Il presidente bianconero entra con più precisione nel merito della questione e lo fa senza peli sulla lingua come suo solito: “Da quando siamo al timone del club abbiamo sentito tante promesse e visto pochi fatti concreti. E tralasciamo anche il discorso dei lavori di ricostruzione della tribuna e dei cancelli anti-panico da montare per l’agibilità definitiva dell’impianto che è storia ormai che va avanti da anni, ma siamo costretti a dover fronteggiare i continui allagamenti degli spogliatoi, ad occuparci dell’ordinaria pulizia degli spogliatoi, della manutenzione del campo da gioco ormai ridotto in condizioni pessime e dobbiamo farlo con il lavoro e la passione dei nostri pochi collaboratori nonostante i ripetuti solleciti verso chi di dovere che rimangono puntualmente inascoltati. Ma non ci lamentiamo di nulla e continuiamo ad andare avanti per la nostra strada, ma è giusto che chi ama questa squadra sappia quanto grande sia il disinteresse dei propri amministratori verso una squadra che vanta 106 anni di storia. Abbiamo anche invitato con tanto di nota ufficiale il sindaco Tersigni ad assistere alla gara con il Budoni e non solo non abbiamo avuto il piacere della sua presenza, ma non siamo stati neanche degnati di una cortese risposta. Insomma la situazione ci appare grottesca e nessuna motivazione ci pare quanto meno plausibile per giustificare il totale disinteresse di chi dovrebbe essere il primo a dover salvaguardare e garantire il bene cittadino”.
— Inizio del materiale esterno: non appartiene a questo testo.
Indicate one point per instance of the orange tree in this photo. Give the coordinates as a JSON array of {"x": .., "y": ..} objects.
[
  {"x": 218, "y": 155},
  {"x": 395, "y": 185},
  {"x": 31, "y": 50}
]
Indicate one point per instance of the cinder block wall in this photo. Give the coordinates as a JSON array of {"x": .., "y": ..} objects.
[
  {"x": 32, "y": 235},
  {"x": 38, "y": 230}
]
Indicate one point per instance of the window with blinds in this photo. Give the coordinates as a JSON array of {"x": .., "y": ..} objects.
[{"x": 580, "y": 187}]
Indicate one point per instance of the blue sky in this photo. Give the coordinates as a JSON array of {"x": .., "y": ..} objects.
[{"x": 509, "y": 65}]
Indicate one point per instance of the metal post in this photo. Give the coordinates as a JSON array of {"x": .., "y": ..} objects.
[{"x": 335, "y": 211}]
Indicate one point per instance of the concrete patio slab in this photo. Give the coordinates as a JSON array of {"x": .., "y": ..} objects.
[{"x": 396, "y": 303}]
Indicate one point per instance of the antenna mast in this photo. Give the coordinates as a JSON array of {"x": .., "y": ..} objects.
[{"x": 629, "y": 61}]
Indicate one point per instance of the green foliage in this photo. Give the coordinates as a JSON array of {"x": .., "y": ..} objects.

L’interessante chiacchierata va avanti e si chiude entrando nel merito di discorsi più tecnici e sull’importanza che i tifosi possono avere in campionato per questa squadra. “Fino ad oggi non ci siamo espressi dal punto di vista delle prestazioni secondo quelle che sono le nostre aspettative, i risultati non sono comunque negativi ma sappiamo che possiamo e dobbiamo fare di più. Non abbiamo mai fatto promesse trionfalistiche o proclami di vittoria, ma siamo sicuri che possiamo ben figurare in campionato e qualora a dicembre ci trovassimo nelle posizioni interessanti della classifica saremo pronti ad intervenire e provare a divertirci fino alla fine. Però, l’ho detto dal primo giorno e continuo a ripeterlo, la squadra ha bisogno del calore e della passione del pubblico sorano che può e deve fare la differenza su tutti i campi. E’ stato ammirevole vedere quella cinquantina di tifosi a Fiumicino sostenere la propria maglia e la propria città fino all’ultimo secondo nonostante una prestazione non meritevole del minimo sostegno, ma immagino quanto possa essere determinante questa passione se quei tifosi diventassero 100 e poi 200 e poi 400. Ma non lo dico per un discorso economico perché per vedere uno stadio pieno ed un calore incessante siamo anche disposti a qualsiasi tipo d’iniziativa.